The plan is for Stevens to retire in a few years. But, before that, his goal is to ensure the long-term security of the business and his employees. He thinks his strategy of expansion and diversification will achieve that, and he expects to float the business in the future. “I’m as enthusiastic about the business as I was, if not more so, but at some point, I would like to retire and see the benefits of all that hard work. With the current strategy, I think the business has got fantastic longevity and will be around long after I’ve gone.”


Stevens: what it takes to be an entrepreneur

“I’m not a genius. I believe that the entrepreneurial spirit, hard work, attention to detail, focus and commitment are the ingredients to make a success of something. You have to understand the art of the possible but the clichés around hard work and commitment and staying true to what you are good at are true.

“I’m a great believer in sticking to what you’re good at and seeing how you can apply it in a new way. It’s entrepreneurial, but also a safe option, and you are more likely to be successful. You have to have this balance of understanding what you are good at but being able to take some risks – that’s a key attribute of the entrepreneurial spirit. 

“You have to work with the right people, internally and externally. You need to build business contacts and leverage those partnerships for mutual benefit. It has to be mutual benefit. You have to look after your end client, know what they want and provide that service flawlessly to achieve long-term success. I’ve never been an advocate of short-term opportunism. You need to find opportunities that have sustainability because long-term sustainability is key to building shareholder value.

“Find the business, find the people and then keep the people. None of these three things are easy, but if you can do them in a business like ours you can be successful. 

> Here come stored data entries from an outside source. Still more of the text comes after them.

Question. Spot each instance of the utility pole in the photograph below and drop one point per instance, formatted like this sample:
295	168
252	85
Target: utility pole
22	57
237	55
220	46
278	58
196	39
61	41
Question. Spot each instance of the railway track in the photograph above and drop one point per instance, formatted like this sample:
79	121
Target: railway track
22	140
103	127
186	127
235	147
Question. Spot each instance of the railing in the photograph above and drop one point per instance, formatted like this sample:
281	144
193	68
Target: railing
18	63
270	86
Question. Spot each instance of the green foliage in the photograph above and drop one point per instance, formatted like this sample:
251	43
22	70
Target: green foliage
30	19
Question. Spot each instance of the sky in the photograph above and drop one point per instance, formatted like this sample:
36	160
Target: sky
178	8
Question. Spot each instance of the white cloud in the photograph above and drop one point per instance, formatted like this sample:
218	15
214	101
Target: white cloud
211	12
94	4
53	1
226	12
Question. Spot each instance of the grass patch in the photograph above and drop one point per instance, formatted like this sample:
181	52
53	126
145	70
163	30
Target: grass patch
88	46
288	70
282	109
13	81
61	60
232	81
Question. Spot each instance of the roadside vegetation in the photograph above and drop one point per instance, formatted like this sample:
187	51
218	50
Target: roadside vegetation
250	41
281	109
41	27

“Lastly, prevention is better than cure. It’s a mix of clearing up the sins of the past (cure) with dealing with the challenges of the future (prevention). The cure game has fuelled the business – sorting problems out is the lifeblood of this business, but clients don’t want to be putting out fires for ever. They want you to help the fires from starting. Prevention is really important. Being aware of what’s happening and what’s coming down the track is very important. If you are able to add value to clients in that way you are a true partner, rather than taking advantage of their misfortune.”